This comment was in a post about a guy who openly spilled secrets then got fired.
https://www.reddit.com/r/golf/comments/1dynric/rip_to_the_augusta_ama_guy_yesterday_who_was_not/
Politics themselves have changed a lot over the past 15 years - I’m not sure if that has anything to do with the sub. Hell, even I changed from Republican to Democrat in that time frame.
I still use old.reddit and it’s pretty much been the exact same except for a few ads that RES takes care of anyway.
Definitely agree with the AMAs. That’s not going to change no matter the platform however and not exclusive to Reddit.
I still use old.reddit and it’s pretty much been the exact same
15 years ago there was no karma system. 15 years ago there was no Reddit rewards like Gold. Neither of those two things are related to old.reddit.com but they both had major impacts on the website but yeah, sure, “Nothing has changed in 15 years.”.
Karma has been on Reddit since I created my account. In fact, it’s been part of Reddit almost from the very start. How did you come by your information?

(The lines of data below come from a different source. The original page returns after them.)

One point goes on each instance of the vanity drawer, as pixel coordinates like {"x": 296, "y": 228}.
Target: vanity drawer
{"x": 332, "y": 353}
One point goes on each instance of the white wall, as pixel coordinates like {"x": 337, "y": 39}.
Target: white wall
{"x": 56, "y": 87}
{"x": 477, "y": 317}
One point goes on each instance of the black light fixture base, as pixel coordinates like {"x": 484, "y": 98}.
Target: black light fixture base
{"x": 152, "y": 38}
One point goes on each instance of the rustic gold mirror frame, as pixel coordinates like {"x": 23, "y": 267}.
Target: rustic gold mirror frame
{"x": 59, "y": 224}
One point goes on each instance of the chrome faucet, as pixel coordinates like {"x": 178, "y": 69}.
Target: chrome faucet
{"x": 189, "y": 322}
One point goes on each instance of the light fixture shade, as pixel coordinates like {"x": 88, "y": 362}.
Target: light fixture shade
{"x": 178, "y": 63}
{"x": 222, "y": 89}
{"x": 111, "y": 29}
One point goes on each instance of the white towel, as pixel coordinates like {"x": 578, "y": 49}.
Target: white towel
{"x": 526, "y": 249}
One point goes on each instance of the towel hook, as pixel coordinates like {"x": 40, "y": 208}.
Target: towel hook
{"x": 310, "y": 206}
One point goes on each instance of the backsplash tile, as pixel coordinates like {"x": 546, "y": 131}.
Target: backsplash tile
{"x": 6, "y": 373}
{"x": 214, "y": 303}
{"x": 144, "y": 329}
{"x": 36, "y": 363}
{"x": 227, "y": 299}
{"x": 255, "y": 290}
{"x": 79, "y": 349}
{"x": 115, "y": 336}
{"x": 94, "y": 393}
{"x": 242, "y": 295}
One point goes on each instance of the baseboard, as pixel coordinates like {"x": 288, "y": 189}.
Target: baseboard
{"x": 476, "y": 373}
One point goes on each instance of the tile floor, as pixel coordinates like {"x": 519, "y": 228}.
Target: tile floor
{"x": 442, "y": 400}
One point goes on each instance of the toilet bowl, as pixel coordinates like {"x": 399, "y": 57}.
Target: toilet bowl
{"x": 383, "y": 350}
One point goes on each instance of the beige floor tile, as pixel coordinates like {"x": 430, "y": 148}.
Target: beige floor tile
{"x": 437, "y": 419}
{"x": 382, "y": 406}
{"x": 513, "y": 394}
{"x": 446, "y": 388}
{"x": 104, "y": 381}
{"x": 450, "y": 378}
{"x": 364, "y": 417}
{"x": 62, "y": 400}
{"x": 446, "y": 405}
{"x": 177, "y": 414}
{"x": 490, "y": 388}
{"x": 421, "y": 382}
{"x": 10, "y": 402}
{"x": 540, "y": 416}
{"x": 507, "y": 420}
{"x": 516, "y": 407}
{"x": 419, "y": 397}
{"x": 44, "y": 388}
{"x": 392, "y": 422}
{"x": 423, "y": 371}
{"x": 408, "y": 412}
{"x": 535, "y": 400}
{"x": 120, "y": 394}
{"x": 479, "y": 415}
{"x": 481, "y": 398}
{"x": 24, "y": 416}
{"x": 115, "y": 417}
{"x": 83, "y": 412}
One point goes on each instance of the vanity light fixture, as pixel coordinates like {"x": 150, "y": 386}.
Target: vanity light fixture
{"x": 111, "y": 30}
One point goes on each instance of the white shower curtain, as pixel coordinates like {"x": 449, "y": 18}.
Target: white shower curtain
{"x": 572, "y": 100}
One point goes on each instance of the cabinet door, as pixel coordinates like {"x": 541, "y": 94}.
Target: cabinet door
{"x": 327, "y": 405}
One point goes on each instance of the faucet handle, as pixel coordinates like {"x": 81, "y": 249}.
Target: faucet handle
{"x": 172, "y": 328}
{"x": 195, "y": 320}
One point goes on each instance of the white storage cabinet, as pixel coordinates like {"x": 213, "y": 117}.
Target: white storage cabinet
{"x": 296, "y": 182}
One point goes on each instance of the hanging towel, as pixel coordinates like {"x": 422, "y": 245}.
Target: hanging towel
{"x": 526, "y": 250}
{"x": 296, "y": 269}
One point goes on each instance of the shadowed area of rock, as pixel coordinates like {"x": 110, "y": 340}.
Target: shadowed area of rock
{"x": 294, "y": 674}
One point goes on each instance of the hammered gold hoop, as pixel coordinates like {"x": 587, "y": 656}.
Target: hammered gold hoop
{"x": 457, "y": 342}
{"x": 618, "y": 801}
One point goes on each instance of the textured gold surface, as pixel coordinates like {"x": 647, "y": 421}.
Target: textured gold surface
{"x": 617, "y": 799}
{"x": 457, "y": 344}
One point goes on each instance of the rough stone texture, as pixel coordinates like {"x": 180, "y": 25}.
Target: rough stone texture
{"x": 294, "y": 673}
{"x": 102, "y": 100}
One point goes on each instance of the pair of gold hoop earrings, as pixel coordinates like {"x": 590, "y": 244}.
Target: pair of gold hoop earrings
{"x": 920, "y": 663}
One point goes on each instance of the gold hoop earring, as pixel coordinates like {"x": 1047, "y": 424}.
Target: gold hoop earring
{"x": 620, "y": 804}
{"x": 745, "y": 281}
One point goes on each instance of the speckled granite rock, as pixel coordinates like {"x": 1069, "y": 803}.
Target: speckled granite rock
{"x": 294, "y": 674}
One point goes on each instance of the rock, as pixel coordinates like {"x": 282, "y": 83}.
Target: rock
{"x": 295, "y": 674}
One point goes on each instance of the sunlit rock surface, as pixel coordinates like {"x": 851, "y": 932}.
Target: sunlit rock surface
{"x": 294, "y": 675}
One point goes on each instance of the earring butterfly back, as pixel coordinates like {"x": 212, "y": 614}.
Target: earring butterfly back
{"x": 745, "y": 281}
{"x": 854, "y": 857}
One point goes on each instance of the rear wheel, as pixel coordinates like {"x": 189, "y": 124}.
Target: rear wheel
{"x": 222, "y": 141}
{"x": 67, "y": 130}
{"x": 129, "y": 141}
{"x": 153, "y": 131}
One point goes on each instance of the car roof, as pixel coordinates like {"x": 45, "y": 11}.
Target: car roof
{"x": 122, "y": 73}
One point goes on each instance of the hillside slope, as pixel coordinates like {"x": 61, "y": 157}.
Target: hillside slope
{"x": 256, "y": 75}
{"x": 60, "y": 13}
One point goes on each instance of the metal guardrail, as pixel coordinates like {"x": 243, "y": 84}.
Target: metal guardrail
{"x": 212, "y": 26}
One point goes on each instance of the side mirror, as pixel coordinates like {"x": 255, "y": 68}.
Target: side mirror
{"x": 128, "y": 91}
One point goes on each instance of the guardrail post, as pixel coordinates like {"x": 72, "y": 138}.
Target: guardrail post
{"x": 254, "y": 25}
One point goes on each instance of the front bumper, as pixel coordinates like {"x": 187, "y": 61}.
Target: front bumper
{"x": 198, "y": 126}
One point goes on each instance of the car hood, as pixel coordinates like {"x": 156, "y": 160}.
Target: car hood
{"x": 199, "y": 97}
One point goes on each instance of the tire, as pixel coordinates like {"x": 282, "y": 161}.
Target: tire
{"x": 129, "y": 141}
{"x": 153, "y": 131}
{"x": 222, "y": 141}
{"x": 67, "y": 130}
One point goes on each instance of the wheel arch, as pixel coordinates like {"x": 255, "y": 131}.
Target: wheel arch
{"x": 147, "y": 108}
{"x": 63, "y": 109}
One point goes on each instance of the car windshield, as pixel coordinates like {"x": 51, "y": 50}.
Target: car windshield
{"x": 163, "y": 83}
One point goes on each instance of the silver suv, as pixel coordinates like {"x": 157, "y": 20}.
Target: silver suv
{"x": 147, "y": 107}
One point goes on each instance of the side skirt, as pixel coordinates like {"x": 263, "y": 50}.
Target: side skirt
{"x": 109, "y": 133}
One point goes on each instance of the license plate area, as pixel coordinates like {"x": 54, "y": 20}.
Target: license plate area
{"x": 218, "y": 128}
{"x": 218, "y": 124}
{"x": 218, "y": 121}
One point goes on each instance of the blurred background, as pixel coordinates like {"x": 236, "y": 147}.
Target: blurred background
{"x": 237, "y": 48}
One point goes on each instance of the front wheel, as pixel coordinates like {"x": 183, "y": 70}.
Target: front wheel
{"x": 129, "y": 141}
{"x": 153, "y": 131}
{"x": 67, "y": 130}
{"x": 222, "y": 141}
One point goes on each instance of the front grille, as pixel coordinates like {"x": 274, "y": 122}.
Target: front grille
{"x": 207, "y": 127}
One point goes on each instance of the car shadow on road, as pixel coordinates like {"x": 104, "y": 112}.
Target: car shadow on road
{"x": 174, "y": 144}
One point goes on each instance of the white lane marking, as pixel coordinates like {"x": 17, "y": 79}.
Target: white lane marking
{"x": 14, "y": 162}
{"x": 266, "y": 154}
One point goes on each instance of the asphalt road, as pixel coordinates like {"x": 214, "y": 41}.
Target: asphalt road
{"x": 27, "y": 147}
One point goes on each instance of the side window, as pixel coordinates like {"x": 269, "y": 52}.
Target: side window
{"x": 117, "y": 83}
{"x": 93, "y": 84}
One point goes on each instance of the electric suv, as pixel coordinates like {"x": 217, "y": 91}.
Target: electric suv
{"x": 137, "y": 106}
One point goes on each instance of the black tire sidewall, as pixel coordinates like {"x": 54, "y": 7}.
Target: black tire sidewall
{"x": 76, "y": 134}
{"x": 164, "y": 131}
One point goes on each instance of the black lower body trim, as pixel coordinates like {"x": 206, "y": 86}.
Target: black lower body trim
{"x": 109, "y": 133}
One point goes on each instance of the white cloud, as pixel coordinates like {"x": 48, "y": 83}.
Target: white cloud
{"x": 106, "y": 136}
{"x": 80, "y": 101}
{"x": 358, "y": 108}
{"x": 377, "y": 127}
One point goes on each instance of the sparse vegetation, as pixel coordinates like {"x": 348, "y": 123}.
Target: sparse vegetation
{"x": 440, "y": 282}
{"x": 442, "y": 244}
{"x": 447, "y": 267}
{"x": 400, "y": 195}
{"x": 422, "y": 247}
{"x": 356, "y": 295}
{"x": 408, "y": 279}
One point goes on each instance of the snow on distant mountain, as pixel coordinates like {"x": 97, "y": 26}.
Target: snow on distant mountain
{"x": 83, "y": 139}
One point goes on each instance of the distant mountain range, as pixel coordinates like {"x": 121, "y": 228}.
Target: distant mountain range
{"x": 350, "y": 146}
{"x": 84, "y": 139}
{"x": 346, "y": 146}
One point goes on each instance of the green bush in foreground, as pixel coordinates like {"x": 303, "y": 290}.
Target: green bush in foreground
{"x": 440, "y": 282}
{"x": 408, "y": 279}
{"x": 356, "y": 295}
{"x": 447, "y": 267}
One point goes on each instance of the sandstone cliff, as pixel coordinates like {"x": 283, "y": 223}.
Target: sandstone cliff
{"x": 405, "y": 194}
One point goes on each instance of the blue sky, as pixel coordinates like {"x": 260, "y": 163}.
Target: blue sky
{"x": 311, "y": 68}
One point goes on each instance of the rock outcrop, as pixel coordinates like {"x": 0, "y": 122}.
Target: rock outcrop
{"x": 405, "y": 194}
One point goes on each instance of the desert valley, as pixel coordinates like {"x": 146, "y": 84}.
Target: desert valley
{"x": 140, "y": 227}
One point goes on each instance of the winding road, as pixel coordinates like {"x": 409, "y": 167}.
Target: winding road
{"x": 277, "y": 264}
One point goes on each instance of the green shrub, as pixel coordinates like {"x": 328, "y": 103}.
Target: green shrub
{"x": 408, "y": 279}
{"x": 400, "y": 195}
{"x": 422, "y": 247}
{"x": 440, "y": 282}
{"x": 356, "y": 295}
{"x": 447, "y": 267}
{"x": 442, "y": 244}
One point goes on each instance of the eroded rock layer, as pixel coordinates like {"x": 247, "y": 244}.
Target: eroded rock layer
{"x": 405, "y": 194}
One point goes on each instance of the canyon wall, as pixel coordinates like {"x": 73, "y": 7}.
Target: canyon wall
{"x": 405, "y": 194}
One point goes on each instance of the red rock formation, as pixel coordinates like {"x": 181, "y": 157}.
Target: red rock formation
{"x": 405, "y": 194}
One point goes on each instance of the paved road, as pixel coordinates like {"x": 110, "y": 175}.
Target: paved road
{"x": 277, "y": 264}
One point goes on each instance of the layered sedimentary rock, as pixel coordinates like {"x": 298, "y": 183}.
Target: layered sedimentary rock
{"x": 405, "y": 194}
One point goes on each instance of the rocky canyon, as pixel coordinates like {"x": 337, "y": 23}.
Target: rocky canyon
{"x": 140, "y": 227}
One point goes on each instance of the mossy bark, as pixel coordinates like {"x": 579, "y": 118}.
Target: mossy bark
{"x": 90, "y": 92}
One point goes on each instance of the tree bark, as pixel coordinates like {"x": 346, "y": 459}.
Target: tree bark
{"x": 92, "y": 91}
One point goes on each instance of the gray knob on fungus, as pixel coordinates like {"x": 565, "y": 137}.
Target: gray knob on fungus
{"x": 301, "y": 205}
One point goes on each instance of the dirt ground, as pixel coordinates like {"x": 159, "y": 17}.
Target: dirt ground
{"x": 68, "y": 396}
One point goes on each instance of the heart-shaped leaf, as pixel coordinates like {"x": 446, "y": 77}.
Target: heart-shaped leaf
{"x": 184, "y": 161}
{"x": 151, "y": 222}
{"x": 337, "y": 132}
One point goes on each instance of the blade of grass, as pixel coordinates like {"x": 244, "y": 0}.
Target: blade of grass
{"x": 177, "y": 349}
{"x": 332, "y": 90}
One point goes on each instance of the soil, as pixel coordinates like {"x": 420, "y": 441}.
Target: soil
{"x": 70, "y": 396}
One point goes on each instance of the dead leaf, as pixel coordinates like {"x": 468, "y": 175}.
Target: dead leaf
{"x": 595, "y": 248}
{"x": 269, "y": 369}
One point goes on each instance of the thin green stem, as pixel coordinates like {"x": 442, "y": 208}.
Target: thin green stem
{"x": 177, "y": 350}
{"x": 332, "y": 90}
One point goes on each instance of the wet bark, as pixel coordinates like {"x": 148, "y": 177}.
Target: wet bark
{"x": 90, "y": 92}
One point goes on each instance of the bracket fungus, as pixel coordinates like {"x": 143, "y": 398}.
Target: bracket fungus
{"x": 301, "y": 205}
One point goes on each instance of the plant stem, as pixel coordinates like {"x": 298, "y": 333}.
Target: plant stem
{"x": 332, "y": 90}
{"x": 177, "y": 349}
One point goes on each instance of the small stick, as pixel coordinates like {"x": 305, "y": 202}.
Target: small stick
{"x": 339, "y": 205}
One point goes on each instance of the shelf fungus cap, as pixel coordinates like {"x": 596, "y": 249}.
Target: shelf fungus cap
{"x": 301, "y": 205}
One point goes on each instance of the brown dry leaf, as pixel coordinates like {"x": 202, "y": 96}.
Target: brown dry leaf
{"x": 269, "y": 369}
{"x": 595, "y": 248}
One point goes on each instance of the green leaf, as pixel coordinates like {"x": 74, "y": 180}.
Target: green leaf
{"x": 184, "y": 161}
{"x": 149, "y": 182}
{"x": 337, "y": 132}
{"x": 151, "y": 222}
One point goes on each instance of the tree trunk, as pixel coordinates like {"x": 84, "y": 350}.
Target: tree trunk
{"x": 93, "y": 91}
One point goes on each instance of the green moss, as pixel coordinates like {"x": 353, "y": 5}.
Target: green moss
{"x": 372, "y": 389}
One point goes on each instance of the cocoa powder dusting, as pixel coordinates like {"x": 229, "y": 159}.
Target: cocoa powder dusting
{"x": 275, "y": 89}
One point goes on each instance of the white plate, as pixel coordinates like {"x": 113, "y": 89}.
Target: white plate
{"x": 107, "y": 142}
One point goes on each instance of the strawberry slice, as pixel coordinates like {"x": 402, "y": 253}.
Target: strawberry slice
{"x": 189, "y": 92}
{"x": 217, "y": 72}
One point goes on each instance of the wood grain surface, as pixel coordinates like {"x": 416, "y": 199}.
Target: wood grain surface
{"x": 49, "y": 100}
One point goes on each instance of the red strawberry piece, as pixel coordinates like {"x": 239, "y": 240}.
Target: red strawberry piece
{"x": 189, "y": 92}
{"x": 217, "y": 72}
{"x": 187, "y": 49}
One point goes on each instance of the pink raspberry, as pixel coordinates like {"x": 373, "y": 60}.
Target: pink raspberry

As for Reddit gold, it was introduced in 2010. But what relevance does gold have to content? It seems pointless and neither adds nor detracts from the anything other than people’s bank accounts.
How did you come by your information?
I should have specified Comment Karma. You’re correct that Post Karma has existed from Day 1.
Bringing in Comment Karma had a downside, it fed the trolls. You can see in this post here, from about 9 years ago, when Reddit had finally had enough of negative karma trolls (people trying to get the lowest comment karma possible) and stopped tallying it after a certain point.
Things sometimes get a bit blurry for me after all these years. I’d been on there so long I remember when Reddit added the ability for users to create sub-reddits!
But what relevance does gold have to content?
Reddit Rewards, like Gold, provided a visibility boost to both Posts and Comments. The_Donald famously abused this to keep the Reddit front page full of MAGA content. It eventually got so bad that Reddit Inc had to introduce emergency FP content filtering, something they’d resisted doing for years, while they rejiggered the algorithm in order to stop it. It was subsequently abused on comments all over reddit to keep something visible that otherwise would have been auto-collapsed due to downvotes. It was famously abused again because it was possible to send messages to someone, even someone who had blocked you, if you sent them a Reddit Reward.
Speaking of changes there’s another one. User blocking. Reddit didn’t have that 15 years ago either.
Reddit was a long and wild ride and a lot of things changed after I showed up in April of 2008.